On the downside, there are far too many characters. We have not one, but two professors, two handsome archaeology students, two plucky ladies in peril, a shadowy secret agent and a wailing prophetess. Most of these characters add little to the fast-moving plot. Cuddly King Caesar is similarly superfluous, although endearing in a moth-eaten cloth toy sort of way. He was never the most memorable of Godzilla’s allies, although he impressed a young Ryuhei Kitamura enough to bring him back and include his theme tune in Godzilla: Final Wars (2004).
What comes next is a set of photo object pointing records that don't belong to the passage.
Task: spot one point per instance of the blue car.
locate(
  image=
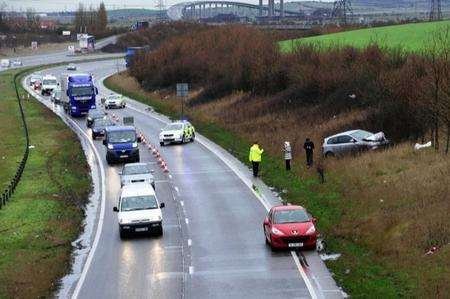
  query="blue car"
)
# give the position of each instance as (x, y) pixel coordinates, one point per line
(121, 144)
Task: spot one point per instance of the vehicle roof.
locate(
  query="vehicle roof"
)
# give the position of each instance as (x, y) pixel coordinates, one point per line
(120, 128)
(137, 189)
(135, 164)
(345, 133)
(287, 208)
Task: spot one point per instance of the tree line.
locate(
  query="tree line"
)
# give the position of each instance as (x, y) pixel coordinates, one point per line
(91, 20)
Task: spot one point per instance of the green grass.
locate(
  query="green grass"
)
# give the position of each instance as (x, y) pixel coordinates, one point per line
(357, 271)
(410, 37)
(45, 213)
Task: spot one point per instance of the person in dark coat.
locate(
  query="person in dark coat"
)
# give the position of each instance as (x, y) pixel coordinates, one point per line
(309, 149)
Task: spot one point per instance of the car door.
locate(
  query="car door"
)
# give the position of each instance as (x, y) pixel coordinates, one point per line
(346, 144)
(268, 227)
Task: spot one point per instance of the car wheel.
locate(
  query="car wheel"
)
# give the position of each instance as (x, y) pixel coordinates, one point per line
(329, 155)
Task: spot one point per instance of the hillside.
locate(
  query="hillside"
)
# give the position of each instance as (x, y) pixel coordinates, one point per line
(411, 37)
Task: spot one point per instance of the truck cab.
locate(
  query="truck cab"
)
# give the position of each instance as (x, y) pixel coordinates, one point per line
(121, 144)
(78, 94)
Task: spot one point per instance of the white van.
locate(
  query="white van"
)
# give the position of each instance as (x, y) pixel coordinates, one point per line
(139, 210)
(49, 83)
(5, 63)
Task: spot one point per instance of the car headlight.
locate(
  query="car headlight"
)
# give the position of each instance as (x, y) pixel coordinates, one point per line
(277, 232)
(124, 221)
(311, 230)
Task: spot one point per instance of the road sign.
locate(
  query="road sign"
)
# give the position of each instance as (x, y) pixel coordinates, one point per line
(182, 89)
(128, 121)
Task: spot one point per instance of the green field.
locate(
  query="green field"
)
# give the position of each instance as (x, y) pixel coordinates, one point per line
(45, 213)
(410, 37)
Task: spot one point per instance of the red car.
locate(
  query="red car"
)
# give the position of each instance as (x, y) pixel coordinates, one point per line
(290, 227)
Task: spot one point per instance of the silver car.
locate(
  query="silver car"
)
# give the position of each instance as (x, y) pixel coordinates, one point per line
(137, 173)
(352, 142)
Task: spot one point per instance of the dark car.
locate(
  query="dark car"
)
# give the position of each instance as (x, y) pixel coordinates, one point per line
(93, 115)
(99, 127)
(121, 144)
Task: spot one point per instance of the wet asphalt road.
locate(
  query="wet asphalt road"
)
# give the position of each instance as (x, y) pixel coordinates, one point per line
(213, 245)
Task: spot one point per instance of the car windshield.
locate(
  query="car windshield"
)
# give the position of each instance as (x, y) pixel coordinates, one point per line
(101, 122)
(49, 82)
(96, 113)
(135, 169)
(173, 127)
(121, 136)
(360, 134)
(134, 203)
(290, 216)
(82, 91)
(113, 97)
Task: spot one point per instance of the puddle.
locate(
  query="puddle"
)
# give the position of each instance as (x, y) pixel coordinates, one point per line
(329, 257)
(82, 245)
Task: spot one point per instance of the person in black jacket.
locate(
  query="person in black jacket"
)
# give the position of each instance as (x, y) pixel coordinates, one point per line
(309, 148)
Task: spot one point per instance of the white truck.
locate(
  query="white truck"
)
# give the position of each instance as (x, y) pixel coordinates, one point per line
(49, 83)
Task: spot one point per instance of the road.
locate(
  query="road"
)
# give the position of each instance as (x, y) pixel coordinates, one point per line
(213, 245)
(57, 57)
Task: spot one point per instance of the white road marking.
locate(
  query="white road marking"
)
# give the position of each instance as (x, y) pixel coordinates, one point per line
(304, 276)
(102, 206)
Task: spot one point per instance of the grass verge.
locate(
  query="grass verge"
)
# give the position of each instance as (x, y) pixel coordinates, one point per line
(360, 270)
(413, 37)
(44, 216)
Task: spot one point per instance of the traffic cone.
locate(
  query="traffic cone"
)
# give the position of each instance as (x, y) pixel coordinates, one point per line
(166, 169)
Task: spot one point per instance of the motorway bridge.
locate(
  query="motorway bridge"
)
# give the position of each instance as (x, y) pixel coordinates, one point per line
(213, 244)
(207, 9)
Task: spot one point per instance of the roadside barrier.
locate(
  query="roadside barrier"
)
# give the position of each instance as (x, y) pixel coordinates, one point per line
(9, 191)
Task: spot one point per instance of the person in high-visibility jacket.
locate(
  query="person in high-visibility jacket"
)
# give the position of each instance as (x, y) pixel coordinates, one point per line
(255, 157)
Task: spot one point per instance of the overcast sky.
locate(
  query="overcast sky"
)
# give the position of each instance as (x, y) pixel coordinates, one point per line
(59, 5)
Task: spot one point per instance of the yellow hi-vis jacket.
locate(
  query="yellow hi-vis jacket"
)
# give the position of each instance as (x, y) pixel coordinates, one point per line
(255, 153)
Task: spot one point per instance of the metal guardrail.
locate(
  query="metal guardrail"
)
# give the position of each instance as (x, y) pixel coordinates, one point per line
(9, 191)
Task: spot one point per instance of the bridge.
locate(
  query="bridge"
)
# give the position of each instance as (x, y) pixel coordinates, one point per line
(207, 9)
However, Fukuda keeps the action rolling along in James Bond fashion, with gunplay, espionage games, death-traps and secret agents lurking around every corner. In fact his next movie would be the sexy psychic spy caper: ESP-Y (1975).

Godzilla’s battles with his robot twin are cracking stuff. Toho already tried the robot double idea with Mecha-Kong in King Kong Escapes (1967), but MG is a seriously cool foe: jet-propulsion, missile launchers in his fingers, rainbow eye lasers, cartoon thunderbolts fired from his chest, cannons in his nose and kneecaps, and a head that spins to create a force-field. How can you not love that? The character returned in a more melancholy sequel, Terror of Mecha-Godzilla (1975) and was revived as a Japanese Defence Force super-weapon in the muddled (but popular) Godzilla vs. Mecha-Godzilla (1993), and as a heroic cyborg (created from the original Godzilla!) in Godzilla x Mecha-Godzilla (2002) and Godzilla: Tokyo S.O.S. (2003).

Here, Godzilla develops another of his ingenious superpowers. By absorbing lightning he turns himself into a living magnet, a loopy idea that plays like the monster equivalent of a training session in a martial arts movie. This is also the goriest Godzilla film, with Sam Peckinpah-style blood spraying from his wounds and even the space apes spouting jets of green goo. Plus you get a musical number when the Azumi Princess summons Caesar with a very Seventies pop song. If you like Hanna-Barbera’s Godzilla cartoons, you’ll love this.